A inversão de valores bíblico-mitológicos só reforça este diálogo intertextual, revelando a originalidade da força poética de uma voz feminina como narradora e personagem principal, que pelo seu lirismo encantador suaviza a miséria, a crueldade e maldade humanas. Temos neste livro uma voz que tanto eufemiza como hiperboliza a realidade, dando um tom mimoso, carinhoso, ou, como o próprio título define, delicado (com diminutivos, dando numa linguagem familiar, íntima), ao real, mas que aponta para uma ironia sagaz, como na imagem da serpente que se enrosca em coisas doces e belas, a questão do mal em sua narrativa nos mostra o lado demoníaco e subterrâneo em toda a humanidade.

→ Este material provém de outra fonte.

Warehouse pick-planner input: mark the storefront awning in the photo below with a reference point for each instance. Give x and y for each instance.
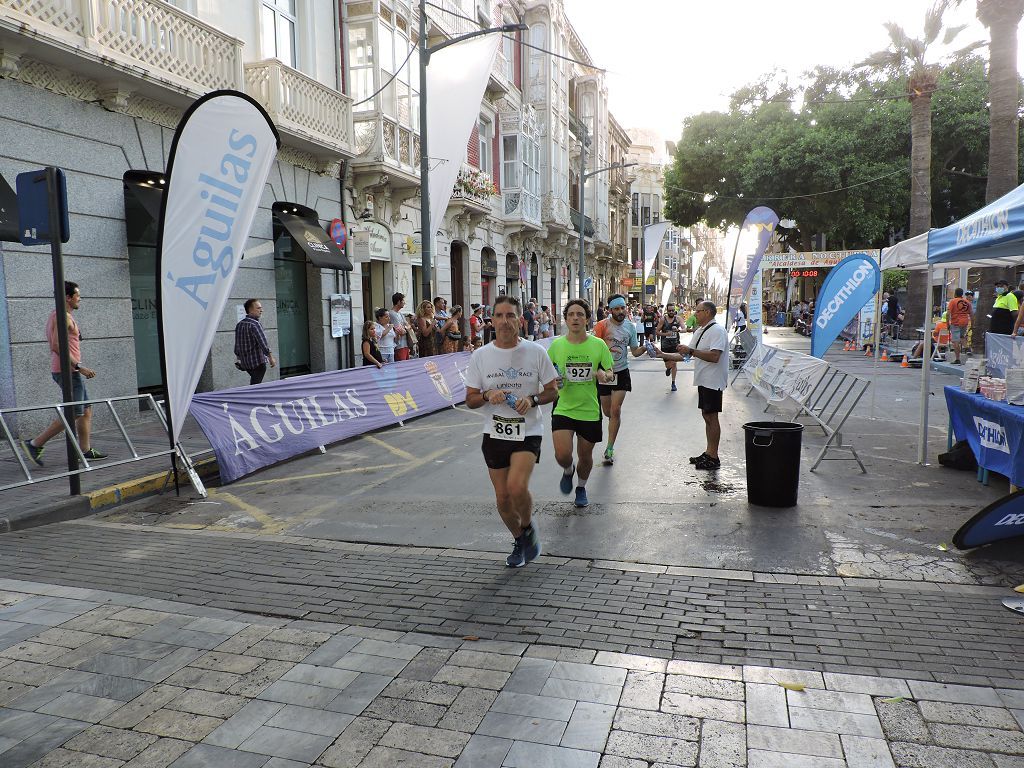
(316, 244)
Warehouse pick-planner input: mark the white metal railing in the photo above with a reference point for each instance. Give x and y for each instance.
(523, 205)
(451, 18)
(301, 104)
(151, 35)
(474, 185)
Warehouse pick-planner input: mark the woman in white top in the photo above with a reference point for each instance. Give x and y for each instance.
(386, 335)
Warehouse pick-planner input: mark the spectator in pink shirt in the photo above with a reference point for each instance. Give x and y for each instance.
(83, 414)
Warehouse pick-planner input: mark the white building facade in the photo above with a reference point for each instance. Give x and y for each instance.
(96, 88)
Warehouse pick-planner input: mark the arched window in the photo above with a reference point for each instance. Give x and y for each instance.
(539, 39)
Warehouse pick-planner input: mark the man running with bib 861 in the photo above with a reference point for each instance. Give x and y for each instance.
(510, 378)
(583, 360)
(621, 336)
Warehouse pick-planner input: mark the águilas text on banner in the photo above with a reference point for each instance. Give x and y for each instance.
(219, 161)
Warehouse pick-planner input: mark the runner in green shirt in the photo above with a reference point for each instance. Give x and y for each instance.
(582, 360)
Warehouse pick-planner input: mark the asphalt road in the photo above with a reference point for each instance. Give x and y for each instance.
(425, 484)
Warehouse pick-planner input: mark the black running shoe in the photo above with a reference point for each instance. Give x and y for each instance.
(35, 454)
(517, 559)
(531, 544)
(708, 463)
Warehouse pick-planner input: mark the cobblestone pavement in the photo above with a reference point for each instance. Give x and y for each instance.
(102, 679)
(938, 632)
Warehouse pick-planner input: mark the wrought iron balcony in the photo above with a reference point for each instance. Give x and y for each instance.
(588, 224)
(302, 107)
(521, 207)
(473, 187)
(150, 43)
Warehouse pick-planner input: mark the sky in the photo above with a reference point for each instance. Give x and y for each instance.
(671, 58)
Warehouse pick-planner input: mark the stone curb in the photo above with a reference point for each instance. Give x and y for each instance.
(75, 507)
(628, 567)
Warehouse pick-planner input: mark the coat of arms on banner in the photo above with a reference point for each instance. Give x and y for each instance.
(438, 379)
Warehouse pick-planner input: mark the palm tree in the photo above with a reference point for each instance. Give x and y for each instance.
(907, 56)
(1001, 17)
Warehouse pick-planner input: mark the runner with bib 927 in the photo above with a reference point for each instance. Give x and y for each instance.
(509, 379)
(582, 360)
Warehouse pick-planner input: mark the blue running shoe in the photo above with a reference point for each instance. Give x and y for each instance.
(582, 500)
(517, 559)
(565, 484)
(531, 544)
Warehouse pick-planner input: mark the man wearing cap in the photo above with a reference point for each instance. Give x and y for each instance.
(961, 314)
(1004, 309)
(710, 348)
(401, 349)
(621, 336)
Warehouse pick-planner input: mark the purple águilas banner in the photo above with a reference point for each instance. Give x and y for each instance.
(257, 426)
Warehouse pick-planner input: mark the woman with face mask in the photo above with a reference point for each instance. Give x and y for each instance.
(1004, 309)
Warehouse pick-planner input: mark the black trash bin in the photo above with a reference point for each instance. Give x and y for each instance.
(772, 462)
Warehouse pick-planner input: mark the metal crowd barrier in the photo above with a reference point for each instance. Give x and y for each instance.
(829, 403)
(58, 408)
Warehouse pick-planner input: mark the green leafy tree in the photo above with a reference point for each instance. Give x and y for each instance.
(907, 58)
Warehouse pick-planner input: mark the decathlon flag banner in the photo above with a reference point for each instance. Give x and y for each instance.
(253, 427)
(652, 237)
(1003, 352)
(457, 77)
(219, 161)
(763, 220)
(999, 520)
(993, 429)
(847, 289)
(778, 374)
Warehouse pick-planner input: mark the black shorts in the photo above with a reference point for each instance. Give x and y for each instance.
(623, 383)
(498, 454)
(709, 400)
(589, 430)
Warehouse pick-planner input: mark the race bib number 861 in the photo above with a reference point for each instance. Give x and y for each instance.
(508, 428)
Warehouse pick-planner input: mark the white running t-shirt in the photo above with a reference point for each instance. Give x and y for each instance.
(522, 371)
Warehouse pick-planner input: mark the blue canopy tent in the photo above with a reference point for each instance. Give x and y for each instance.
(992, 236)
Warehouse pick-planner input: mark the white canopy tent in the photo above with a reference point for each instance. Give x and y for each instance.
(992, 236)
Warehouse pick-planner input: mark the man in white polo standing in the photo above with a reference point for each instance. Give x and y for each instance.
(710, 348)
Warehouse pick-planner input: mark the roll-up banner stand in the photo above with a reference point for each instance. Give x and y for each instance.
(219, 162)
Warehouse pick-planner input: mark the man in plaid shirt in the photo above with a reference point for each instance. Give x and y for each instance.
(251, 348)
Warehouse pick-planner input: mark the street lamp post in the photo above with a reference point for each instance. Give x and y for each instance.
(426, 233)
(584, 175)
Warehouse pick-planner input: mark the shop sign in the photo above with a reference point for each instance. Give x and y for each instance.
(372, 241)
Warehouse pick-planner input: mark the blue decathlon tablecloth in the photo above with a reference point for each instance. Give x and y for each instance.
(994, 430)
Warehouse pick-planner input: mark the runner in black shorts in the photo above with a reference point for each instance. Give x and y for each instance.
(509, 379)
(668, 330)
(582, 360)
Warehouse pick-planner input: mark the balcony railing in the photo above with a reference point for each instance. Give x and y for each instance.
(588, 224)
(522, 206)
(135, 36)
(451, 18)
(473, 185)
(301, 105)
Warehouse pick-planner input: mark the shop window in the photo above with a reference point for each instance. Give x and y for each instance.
(143, 192)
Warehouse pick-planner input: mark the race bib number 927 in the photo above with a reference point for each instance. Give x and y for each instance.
(579, 372)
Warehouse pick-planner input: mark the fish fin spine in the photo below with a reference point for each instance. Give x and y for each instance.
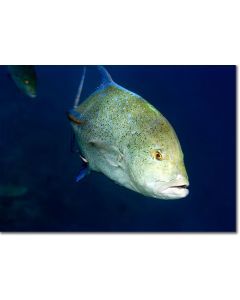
(106, 77)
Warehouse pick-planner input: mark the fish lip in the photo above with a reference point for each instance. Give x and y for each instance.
(180, 186)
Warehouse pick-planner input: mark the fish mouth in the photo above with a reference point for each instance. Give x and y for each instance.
(176, 191)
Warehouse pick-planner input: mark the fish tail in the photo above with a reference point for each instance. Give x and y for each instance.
(77, 99)
(106, 77)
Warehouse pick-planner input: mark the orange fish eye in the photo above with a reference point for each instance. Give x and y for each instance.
(156, 154)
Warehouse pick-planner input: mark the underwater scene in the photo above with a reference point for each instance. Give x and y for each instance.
(118, 148)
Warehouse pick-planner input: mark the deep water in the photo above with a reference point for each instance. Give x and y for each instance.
(200, 103)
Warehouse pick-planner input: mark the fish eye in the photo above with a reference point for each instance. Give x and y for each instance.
(156, 154)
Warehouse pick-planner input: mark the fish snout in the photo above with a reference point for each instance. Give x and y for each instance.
(177, 188)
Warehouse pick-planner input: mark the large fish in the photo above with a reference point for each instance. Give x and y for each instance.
(124, 137)
(25, 79)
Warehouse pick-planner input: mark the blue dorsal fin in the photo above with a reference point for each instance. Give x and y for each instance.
(77, 99)
(106, 77)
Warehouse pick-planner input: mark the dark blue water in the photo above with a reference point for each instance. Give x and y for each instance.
(200, 103)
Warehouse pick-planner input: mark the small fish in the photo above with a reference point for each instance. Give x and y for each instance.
(126, 138)
(12, 191)
(25, 79)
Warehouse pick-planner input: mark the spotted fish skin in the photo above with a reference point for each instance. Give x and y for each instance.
(119, 133)
(25, 79)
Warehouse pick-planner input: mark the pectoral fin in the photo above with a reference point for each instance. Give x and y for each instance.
(75, 117)
(83, 171)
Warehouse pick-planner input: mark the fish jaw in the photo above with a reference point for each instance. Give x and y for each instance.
(176, 189)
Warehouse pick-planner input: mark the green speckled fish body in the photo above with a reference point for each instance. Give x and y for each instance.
(130, 141)
(25, 79)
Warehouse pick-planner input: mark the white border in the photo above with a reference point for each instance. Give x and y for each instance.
(165, 266)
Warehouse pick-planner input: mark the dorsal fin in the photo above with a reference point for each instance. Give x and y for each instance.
(106, 77)
(77, 99)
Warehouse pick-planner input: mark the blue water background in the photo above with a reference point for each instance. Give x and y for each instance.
(200, 103)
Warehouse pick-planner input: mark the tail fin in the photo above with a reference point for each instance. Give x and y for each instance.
(77, 99)
(106, 77)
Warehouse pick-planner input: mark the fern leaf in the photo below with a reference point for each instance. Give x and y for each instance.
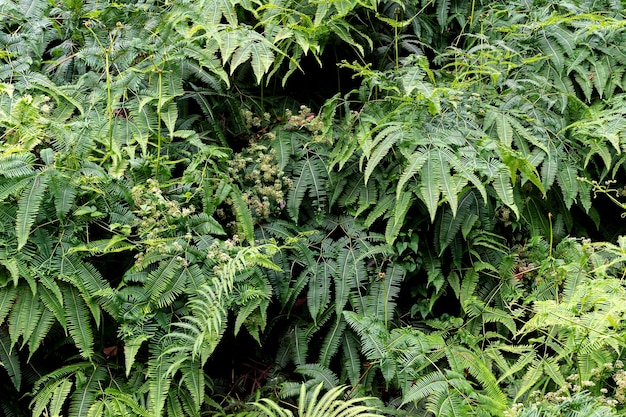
(243, 214)
(429, 189)
(395, 223)
(59, 396)
(549, 167)
(310, 177)
(383, 141)
(319, 373)
(214, 10)
(504, 189)
(415, 163)
(448, 404)
(257, 50)
(166, 282)
(530, 378)
(9, 360)
(350, 272)
(44, 397)
(332, 340)
(40, 331)
(300, 345)
(158, 385)
(449, 224)
(382, 206)
(64, 194)
(426, 386)
(17, 165)
(78, 322)
(192, 376)
(443, 9)
(567, 178)
(351, 359)
(87, 391)
(24, 316)
(318, 295)
(28, 207)
(7, 299)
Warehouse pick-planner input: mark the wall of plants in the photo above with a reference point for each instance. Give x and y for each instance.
(339, 208)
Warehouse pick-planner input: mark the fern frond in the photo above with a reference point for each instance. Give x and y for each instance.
(319, 374)
(28, 207)
(78, 322)
(24, 316)
(310, 178)
(88, 391)
(9, 360)
(8, 295)
(332, 340)
(319, 292)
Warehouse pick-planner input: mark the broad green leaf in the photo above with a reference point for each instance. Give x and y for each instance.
(28, 207)
(429, 188)
(10, 361)
(78, 322)
(504, 189)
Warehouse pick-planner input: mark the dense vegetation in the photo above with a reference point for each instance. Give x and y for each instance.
(313, 208)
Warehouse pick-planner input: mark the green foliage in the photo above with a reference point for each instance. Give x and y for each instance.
(162, 194)
(329, 405)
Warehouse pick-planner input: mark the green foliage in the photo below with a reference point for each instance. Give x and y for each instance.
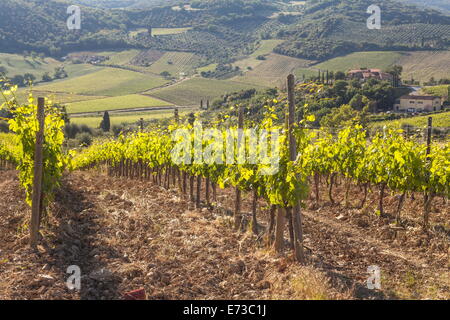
(105, 125)
(25, 125)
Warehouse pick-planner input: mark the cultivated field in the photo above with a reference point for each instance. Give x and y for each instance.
(175, 63)
(190, 92)
(272, 71)
(108, 82)
(94, 121)
(19, 65)
(375, 59)
(423, 65)
(420, 65)
(115, 103)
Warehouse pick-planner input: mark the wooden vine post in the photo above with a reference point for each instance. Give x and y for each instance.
(428, 196)
(237, 208)
(296, 212)
(36, 207)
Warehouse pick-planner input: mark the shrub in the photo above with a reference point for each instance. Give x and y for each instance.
(84, 139)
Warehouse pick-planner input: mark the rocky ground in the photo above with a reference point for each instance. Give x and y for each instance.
(125, 235)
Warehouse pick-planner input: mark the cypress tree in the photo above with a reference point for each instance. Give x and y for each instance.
(105, 125)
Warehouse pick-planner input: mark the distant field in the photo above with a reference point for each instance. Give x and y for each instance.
(114, 103)
(442, 91)
(94, 122)
(439, 120)
(273, 71)
(18, 65)
(209, 67)
(190, 92)
(422, 65)
(107, 82)
(376, 59)
(120, 58)
(306, 72)
(166, 31)
(176, 62)
(266, 47)
(159, 31)
(60, 97)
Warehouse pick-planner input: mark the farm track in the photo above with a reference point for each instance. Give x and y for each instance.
(127, 234)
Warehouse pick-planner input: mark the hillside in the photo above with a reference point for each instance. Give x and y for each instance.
(443, 5)
(223, 30)
(331, 28)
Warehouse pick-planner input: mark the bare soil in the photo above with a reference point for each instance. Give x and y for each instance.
(128, 234)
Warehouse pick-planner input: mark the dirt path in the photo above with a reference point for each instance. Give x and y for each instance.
(126, 235)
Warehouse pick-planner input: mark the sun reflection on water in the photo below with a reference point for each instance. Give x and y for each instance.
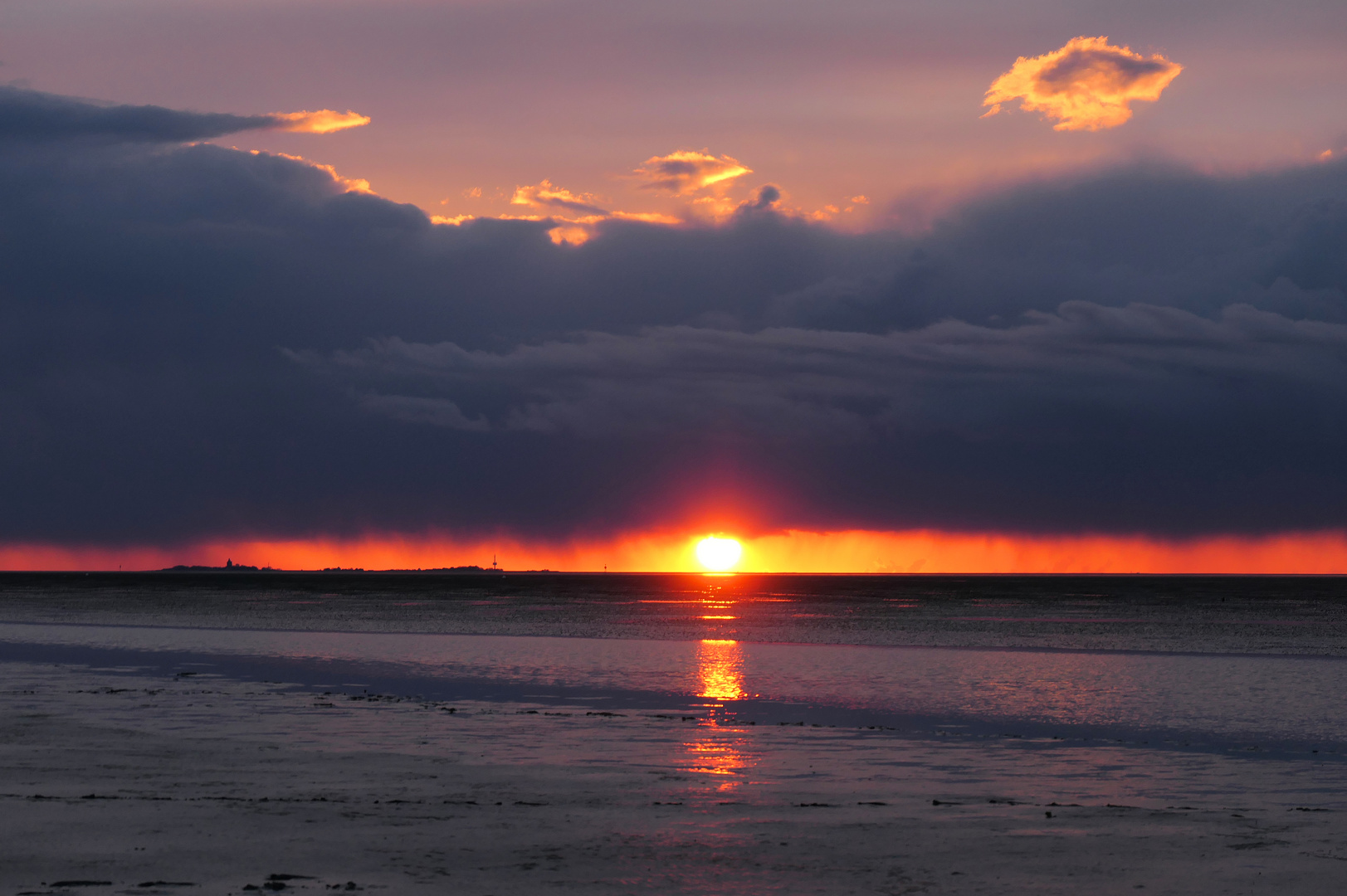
(720, 666)
(718, 749)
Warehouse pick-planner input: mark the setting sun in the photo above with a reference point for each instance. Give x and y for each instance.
(718, 554)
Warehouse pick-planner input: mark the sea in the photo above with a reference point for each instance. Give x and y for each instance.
(1254, 666)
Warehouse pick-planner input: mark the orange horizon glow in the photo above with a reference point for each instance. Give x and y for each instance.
(789, 552)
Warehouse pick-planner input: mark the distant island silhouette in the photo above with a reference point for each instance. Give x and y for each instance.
(242, 567)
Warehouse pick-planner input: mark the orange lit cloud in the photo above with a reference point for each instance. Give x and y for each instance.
(687, 172)
(546, 196)
(1087, 85)
(320, 121)
(793, 552)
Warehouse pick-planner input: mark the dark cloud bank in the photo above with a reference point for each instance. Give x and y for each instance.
(200, 341)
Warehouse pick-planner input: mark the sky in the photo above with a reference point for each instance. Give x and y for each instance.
(871, 286)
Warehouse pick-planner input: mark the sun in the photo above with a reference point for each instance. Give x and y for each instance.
(718, 554)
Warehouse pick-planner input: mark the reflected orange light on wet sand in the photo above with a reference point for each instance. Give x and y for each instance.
(715, 749)
(720, 667)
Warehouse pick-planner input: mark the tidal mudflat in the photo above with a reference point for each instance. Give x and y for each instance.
(153, 759)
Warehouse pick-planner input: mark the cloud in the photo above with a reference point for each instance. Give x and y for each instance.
(320, 121)
(32, 114)
(687, 172)
(209, 343)
(544, 196)
(1086, 85)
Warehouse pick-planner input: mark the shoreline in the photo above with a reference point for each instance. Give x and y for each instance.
(224, 783)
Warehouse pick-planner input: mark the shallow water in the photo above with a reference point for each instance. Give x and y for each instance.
(1271, 702)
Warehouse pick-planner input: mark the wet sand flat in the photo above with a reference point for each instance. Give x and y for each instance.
(153, 785)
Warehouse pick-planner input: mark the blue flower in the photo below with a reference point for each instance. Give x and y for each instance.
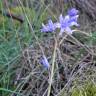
(73, 12)
(44, 62)
(50, 27)
(67, 22)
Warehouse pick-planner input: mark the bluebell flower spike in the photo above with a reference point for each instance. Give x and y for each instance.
(64, 24)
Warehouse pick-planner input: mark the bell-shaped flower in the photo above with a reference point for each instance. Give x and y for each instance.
(66, 23)
(72, 12)
(50, 27)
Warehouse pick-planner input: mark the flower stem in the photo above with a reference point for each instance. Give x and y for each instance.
(52, 70)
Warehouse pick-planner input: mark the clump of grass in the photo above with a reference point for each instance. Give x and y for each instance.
(21, 49)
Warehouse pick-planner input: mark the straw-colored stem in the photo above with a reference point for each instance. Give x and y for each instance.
(52, 70)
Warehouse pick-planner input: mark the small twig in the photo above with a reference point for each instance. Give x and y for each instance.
(11, 15)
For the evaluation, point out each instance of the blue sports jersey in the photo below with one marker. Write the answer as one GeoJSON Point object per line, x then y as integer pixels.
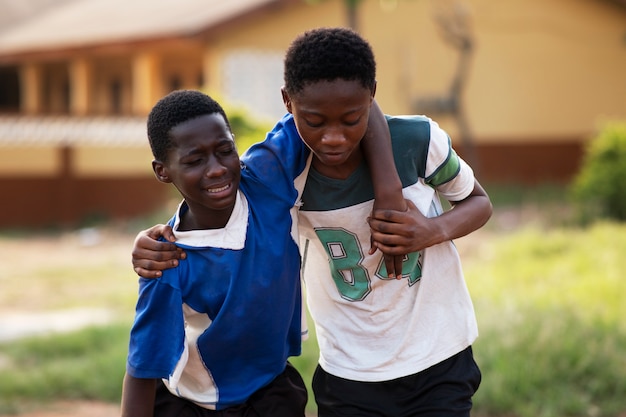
{"type": "Point", "coordinates": [222, 324]}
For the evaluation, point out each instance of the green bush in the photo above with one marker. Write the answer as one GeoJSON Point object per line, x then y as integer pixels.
{"type": "Point", "coordinates": [248, 130]}
{"type": "Point", "coordinates": [599, 188]}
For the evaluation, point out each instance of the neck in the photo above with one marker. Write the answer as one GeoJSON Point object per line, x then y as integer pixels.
{"type": "Point", "coordinates": [341, 171]}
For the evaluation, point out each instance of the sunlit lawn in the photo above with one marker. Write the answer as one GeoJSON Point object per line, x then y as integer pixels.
{"type": "Point", "coordinates": [548, 299]}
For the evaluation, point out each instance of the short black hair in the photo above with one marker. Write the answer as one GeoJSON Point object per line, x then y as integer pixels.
{"type": "Point", "coordinates": [173, 109]}
{"type": "Point", "coordinates": [327, 54]}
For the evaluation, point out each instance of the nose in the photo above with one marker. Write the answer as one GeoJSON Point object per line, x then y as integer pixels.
{"type": "Point", "coordinates": [333, 136]}
{"type": "Point", "coordinates": [215, 168]}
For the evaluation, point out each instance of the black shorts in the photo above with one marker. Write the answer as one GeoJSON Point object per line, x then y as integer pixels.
{"type": "Point", "coordinates": [443, 390]}
{"type": "Point", "coordinates": [285, 396]}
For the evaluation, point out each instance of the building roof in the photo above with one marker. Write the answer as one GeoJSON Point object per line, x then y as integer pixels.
{"type": "Point", "coordinates": [53, 131]}
{"type": "Point", "coordinates": [83, 23]}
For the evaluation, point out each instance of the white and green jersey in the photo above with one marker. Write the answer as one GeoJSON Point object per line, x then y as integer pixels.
{"type": "Point", "coordinates": [371, 327]}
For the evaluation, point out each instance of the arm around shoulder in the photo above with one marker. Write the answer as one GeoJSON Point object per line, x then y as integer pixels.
{"type": "Point", "coordinates": [138, 397]}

Do lado angelical da menina-moça Pretinha, temos sua transformação que toma corpo pelo viés erótico, mas também cruel, pelo seu desejo de vingança ao violador Reinaldo de sua inocência erótico-amorosa pelo mágico. Temos uma descrição belíssima e poética da cena de amor entre Pretinha e seu amado mágico, em que o implícito prepondera sem nos ferir com uma pornografia chula, como estamos acostumados a ver na contemporaneidade, mas com um erotismo de alto nível que só os grandes poetas conhecem.
Temos para cada parte do livro escrito (duas) todas as letras minúsculas e, no final, uma vírgula, e não ponto final, dando ideia de continuidade, de que a narrativa vai ter prosseguimento e deve continuar. Encontramos, no entanto, durante todo o corpo da narrativa (com o título dos capítulos-poemas das duas partes) os versos escritos com inicial maiúscula e também terminando sempre com vírgula, isto nos dá ideia de um tom maior, a narradora quer dar grandiosidade ao que se quer narrar no método poético através da característica épica da narrativa, como se o título, também, que termina com vírgula e os capítulos também fizessem parte do poema, parte do constructo poético. Neste livro, convivem gêneros variados, em que o autor subverte a ótica clássica de gêneros estanques. Temos um romance em forma de versos, mas que não deixa de ter seu tom epistolar. Se nos lembrarmos da origem do gênero épico ou narrativo, nos deparamos com as grandes epopeias que eram escritas em formas de versos. A forma mágica de Erre Amaral nos conduz a partir de sua originalidade que produz um verdadeiro monumento literário, mesclando formas e estilos diversos, dando grandiosidade à sua narrativa, As vírgulas constantes criam um rico paradoxo. Além de revelarem uma pausa, um respiro, a uma história de fôlego, pujante; dão a ideia de que as histórias devem ter um motor contínuo, não demonstram algo acabado, suspenso, parado, mas da continuidade de todas as histórias. Uma progressão milimetricamente pensada e elaborada com grandeza por Erre Amaral.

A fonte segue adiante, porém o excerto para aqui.